Express & Star

Star comment: Liz Truss needs to rise to multitude of challenges

We need clarity, vision and calm thinking from new PM.

Published
Liz Truss becomes Prime Minister on Tuesday

Our new Prime Minister is Liz Truss. The great survivor of recent Cabinets has made it to the top on a ticket of not raising taxes and promoting economic growth.

During a leadership contest that was too long and in which just 0.3 per cent of the population participated, the woman who was the third choice of MPs won through.

The challenges that Ms Truss will face are numerable, and there will be no honeymoon period for our new PM. The cost of living crisis is already closing businesses and putting tenants in a position where their heating bills are more than their rent.

Germany, a nation affected far more seriously than the UK given its dependence on Russian gas, has announced a multi-billion euro package of support.

Despite Ms Truss’s insistence that there will be no handouts, the nation needs her to act in the way the former Chancellor Rishi Sunak acted with furlough, lest people become destitute.

Mrs Truss must tackle the big utility companies making huge profits while energy prices spiral. In the UK, energy prices have risen by 200 per cent, in France, the figure is four per cent.

While Mrs Truss is very much the continuity candidate, there is one area in which she must prove herself different to the chastened Boris Johnson. She must be truthful, she must have a good grasp of ethics, she must have credibility.

We need clarity, vision and calm thinking given the challenges we face, not to mention the need to rebuild confidence in Westminster after a period where its integrity has been repeatedly questioned.

She will have Mr Johnson to contend with, of course.
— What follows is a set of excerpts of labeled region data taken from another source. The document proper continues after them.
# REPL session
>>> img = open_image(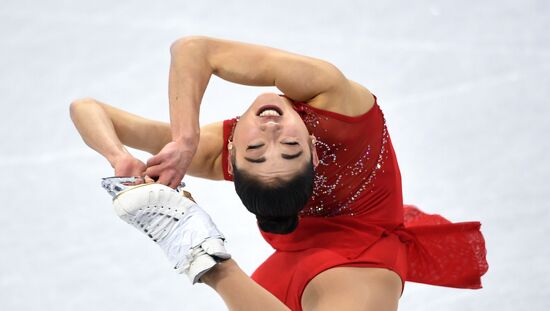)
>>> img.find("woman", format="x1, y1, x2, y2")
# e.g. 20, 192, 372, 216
71, 37, 487, 310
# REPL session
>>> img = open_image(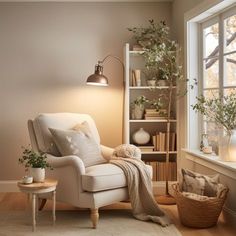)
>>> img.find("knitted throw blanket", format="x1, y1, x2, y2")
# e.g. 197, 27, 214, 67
110, 144, 170, 226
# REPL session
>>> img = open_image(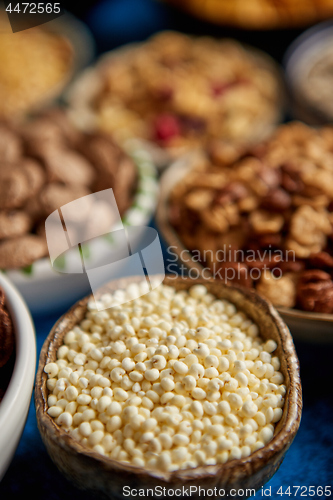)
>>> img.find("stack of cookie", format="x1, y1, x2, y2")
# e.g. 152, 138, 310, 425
0, 109, 137, 269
The man who has brought down three prime ministers – David Cameron, Theresa May and himself – is clearly not yet done with frontline politics and, like Donald Trump. it seems, hankers for a return to the big time.

Mrs Truss needs to bring her party together, by including moderates as well as right-wingers in her cabinet. She has Russia to contend with, an expansionist China, plus the costs of Covid to address.
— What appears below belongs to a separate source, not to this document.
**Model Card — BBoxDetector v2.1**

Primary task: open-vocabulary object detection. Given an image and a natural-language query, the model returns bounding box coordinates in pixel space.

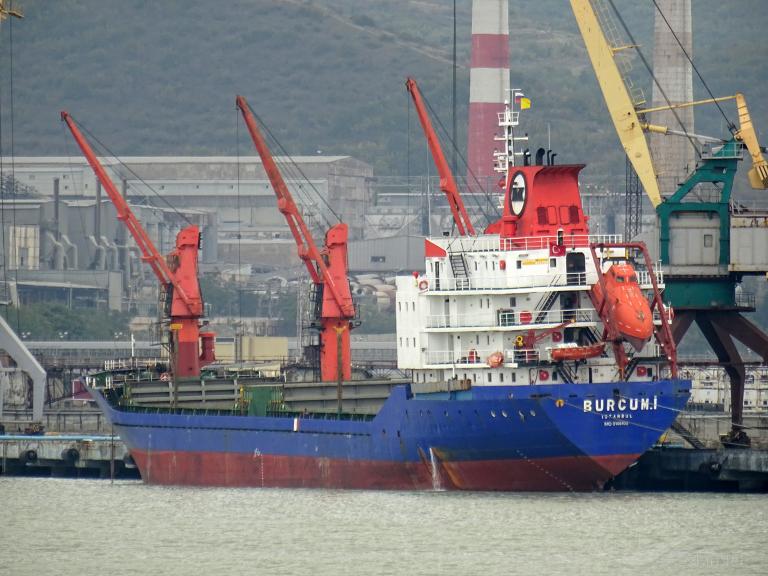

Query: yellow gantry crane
[571,0,768,208]
[570,0,768,446]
Then there are our ailing public services, not least the NHS, where too few doctors and too few nurses mean we face an awful winter in our hospitals and surgeries.

The first few days in office could be telling for Ms Truss. If she can steer the country through the short-term pressures we face, confidence will begin to return; if not the political instability that could be so damaging in the present climate is likely to get worse.